The U.S. Department of Defense's request to review its decision to award a $10 billion cloud-computing contract to Microsoft Corp. increases the likelihood that the government may split the deal between Microsoft and Amazon Web Services Inc., experts say.
The Defense Department on March 12 requested in a court filing that it be granted 120 days to look into aspects of its award decision on the 10-year Joint Enterprise Defense Infrastructure, which was earlier challenged by AWS.
The Defense Department will review an alleged pricing evaluation error during the procurement process for JEDI, a contract designed to provide an umbrella cloud system for intelligence agencies.
Daniel Ives, an analyst with Wedbush Securities, said in a March 13 note that he expects the reevaluation to result in a split contract between Microsoft and AWS.
"We believe the writing is on the wall that the Pentagon needs to likely break up this contract in order to move it along and start the procurement process given how critical the JEDI deal is to the overall DOD and longer-term strategic global military operations/infrastructure," Ives wrote.
In a March 13 statement, Microsoft spokesman Frank Shaw said the company believed the contract was awarded properly on its merits, but reviewing the concerns raised in Amazon's court challenge was "the fastest way to resolve all issues and quickly provide the needed modern technology to people across our armed forces."

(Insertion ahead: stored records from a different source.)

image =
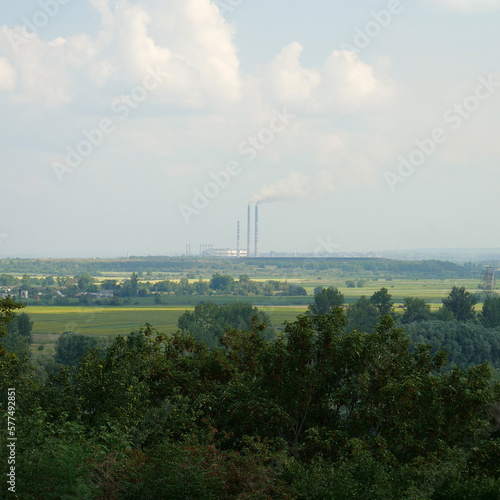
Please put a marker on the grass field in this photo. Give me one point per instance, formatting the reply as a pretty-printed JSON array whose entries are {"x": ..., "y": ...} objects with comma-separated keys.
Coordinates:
[{"x": 50, "y": 322}]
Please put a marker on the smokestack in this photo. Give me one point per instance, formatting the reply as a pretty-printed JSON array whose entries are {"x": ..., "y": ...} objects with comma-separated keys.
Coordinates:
[
  {"x": 249, "y": 231},
  {"x": 256, "y": 230},
  {"x": 238, "y": 241}
]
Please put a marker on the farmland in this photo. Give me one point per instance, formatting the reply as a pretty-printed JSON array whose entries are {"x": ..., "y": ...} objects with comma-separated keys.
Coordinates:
[{"x": 52, "y": 321}]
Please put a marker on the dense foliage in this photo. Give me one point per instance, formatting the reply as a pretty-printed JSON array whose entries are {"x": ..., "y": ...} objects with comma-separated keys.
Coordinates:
[{"x": 317, "y": 413}]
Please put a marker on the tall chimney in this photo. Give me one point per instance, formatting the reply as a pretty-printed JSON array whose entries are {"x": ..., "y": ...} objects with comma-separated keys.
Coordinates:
[
  {"x": 249, "y": 231},
  {"x": 256, "y": 230},
  {"x": 238, "y": 241}
]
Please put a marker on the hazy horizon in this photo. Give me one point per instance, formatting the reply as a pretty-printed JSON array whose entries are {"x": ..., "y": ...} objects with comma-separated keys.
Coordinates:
[{"x": 146, "y": 125}]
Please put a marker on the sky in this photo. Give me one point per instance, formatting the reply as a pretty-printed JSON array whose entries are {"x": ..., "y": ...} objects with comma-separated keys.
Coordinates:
[{"x": 143, "y": 125}]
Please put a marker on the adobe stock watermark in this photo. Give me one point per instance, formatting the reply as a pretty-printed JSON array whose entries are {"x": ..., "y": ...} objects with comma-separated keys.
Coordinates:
[
  {"x": 226, "y": 6},
  {"x": 454, "y": 118},
  {"x": 249, "y": 150},
  {"x": 374, "y": 27},
  {"x": 49, "y": 9},
  {"x": 93, "y": 138}
]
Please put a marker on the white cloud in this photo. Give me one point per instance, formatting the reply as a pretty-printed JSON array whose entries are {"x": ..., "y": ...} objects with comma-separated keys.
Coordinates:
[
  {"x": 344, "y": 82},
  {"x": 296, "y": 186},
  {"x": 7, "y": 75},
  {"x": 470, "y": 5},
  {"x": 189, "y": 41}
]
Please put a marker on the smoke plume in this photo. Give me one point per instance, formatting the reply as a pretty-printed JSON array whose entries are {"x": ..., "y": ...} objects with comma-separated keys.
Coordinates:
[{"x": 295, "y": 187}]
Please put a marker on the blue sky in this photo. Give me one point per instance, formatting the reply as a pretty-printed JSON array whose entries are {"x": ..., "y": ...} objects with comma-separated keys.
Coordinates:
[{"x": 145, "y": 125}]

"We remain confident that Microsoft's proposal was technologically superior, continues to offer the best value, and is the right choice for the DoD," Shaw wrote.
The department's request to reevaluate the JEDI decision could prove fruitful for AWS. The cloud-computing unit of Amazon.com Inc. has been locked in a monthslong legal battle with the Pentagon and Microsoft over allegations that officials were improperly swayed by U.S. President Donald Trump to steer the cloud contract away from Amazon for political reasons. A preliminary injunction was granted Feb. 13 by Judge Patricia E. Campbell-Smith of the Court of Federal Claims.
The DOD may also decide to reopen the bid to multiple contractors, said Michael Hettinger, president and founding principal of government relations firm Hettinger Strategy Group, in an interview. Other firms that competed for the JEDI contract included International Business Machines Corp., Oracle Corp. and Alphabet Inc.'s Google LLC.
"There's also the possibility they could flip it and give [the JEDI contract] to AWS," Hettinger said. "If they flip it and give it to Amazon, Microsoft is going to take the same action that Amazon has been taking for the last six months. I think we're still a ways from being done here."